How does `regex::CaptureLocations::get` differ from `Regex::captures_read` for low-level capture access?

CaptureLocations::get provides direct access to stored capture byte offsets without requiring a string reference, while Regex::captures_read performs matching and captures in one operation, requiring both the regex pattern and the haystack string. The key distinction lies in their ownership model and allocation behavior: CaptureLocations is a reusable allocation that stores match positions as raw byte indices, allowing you to extract capture information without keeping the matched string alive. captures_read combines matching and capturing into a single call, returning a Captures value that holds both the match locations and a reference to the original string, enabling convenient substring extraction via get() methods.

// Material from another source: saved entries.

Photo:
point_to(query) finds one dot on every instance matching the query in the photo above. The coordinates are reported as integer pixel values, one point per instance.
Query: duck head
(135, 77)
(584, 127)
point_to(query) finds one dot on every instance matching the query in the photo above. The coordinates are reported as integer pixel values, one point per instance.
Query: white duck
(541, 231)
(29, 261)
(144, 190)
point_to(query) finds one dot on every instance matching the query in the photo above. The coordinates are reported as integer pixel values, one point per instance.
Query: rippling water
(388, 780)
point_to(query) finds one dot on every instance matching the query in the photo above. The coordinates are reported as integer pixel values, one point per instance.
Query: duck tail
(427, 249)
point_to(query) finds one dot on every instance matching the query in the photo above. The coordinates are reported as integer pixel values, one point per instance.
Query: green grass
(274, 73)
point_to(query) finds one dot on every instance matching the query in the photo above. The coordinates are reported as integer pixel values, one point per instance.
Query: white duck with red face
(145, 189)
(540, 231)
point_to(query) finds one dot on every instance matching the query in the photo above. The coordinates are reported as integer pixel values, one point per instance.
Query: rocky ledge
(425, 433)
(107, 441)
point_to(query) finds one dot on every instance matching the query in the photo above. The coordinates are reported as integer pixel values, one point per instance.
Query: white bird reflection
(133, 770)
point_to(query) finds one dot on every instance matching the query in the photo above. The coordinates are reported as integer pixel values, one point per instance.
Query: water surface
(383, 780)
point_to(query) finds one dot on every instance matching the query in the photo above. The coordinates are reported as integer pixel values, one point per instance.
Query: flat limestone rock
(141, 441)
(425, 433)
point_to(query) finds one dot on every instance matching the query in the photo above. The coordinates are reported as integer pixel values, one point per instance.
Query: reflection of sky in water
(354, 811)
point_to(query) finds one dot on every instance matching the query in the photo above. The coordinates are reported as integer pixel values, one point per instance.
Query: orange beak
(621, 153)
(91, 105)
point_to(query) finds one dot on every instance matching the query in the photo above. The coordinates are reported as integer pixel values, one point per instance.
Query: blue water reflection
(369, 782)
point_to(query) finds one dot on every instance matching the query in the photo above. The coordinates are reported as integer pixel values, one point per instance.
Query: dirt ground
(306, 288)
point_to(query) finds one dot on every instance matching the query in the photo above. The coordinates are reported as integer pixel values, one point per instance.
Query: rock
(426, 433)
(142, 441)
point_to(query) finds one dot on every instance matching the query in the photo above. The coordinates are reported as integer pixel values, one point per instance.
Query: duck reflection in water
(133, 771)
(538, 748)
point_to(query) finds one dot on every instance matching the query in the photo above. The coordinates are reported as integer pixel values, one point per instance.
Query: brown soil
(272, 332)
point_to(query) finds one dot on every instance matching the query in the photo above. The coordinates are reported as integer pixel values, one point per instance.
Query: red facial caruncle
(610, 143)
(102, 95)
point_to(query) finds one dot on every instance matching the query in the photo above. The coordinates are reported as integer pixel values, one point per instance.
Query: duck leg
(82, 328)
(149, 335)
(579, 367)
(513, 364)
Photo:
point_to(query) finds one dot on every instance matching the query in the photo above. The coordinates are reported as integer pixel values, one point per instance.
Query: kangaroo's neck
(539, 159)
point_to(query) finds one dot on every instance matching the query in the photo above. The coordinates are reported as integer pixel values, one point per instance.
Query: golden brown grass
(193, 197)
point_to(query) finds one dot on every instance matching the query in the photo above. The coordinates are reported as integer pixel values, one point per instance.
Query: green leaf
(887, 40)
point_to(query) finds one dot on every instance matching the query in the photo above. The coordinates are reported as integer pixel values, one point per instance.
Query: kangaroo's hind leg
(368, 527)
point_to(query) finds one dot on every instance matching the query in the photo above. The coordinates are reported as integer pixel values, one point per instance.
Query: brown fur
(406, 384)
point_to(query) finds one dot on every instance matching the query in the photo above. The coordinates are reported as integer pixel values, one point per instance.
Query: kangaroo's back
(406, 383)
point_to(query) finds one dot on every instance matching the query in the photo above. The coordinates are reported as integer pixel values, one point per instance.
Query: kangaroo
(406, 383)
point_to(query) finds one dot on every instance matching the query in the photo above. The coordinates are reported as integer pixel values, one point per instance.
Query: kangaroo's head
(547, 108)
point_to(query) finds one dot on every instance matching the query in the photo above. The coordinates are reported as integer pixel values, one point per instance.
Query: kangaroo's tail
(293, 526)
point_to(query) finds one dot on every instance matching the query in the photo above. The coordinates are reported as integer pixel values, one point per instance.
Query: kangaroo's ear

The Captures Type and Its Limitations

use regex::Regex;
 
fn captures_basics() {
    let re = Regex::new(r"(\w+)@(\w+)\.(\w+)").unwrap();
    let hay = "Email: test@example.com here";
    
    // captures_read returns a Captures value
    let caps = re.captures(hay).unwrap();
    
    // Captures holds a reference to the haystack
    // This means the haystack must live as long as the Captures
    
    // Extract matched strings easily
    let full_match = caps.get(0).unwrap().as_str();  // "test@example.com"
    let local_part = caps.get(1).unwrap().as_str();  // "test"
    let domain = caps.get(2).unwrap().as_str();      // "example"
    let tld = caps.get(3).unwrap().as_str();         // "com"
    
    println!("{}@{}.{}", local_part, domain, tld);
}

The standard Captures type is ergonomic but requires the haystack string to remain alive.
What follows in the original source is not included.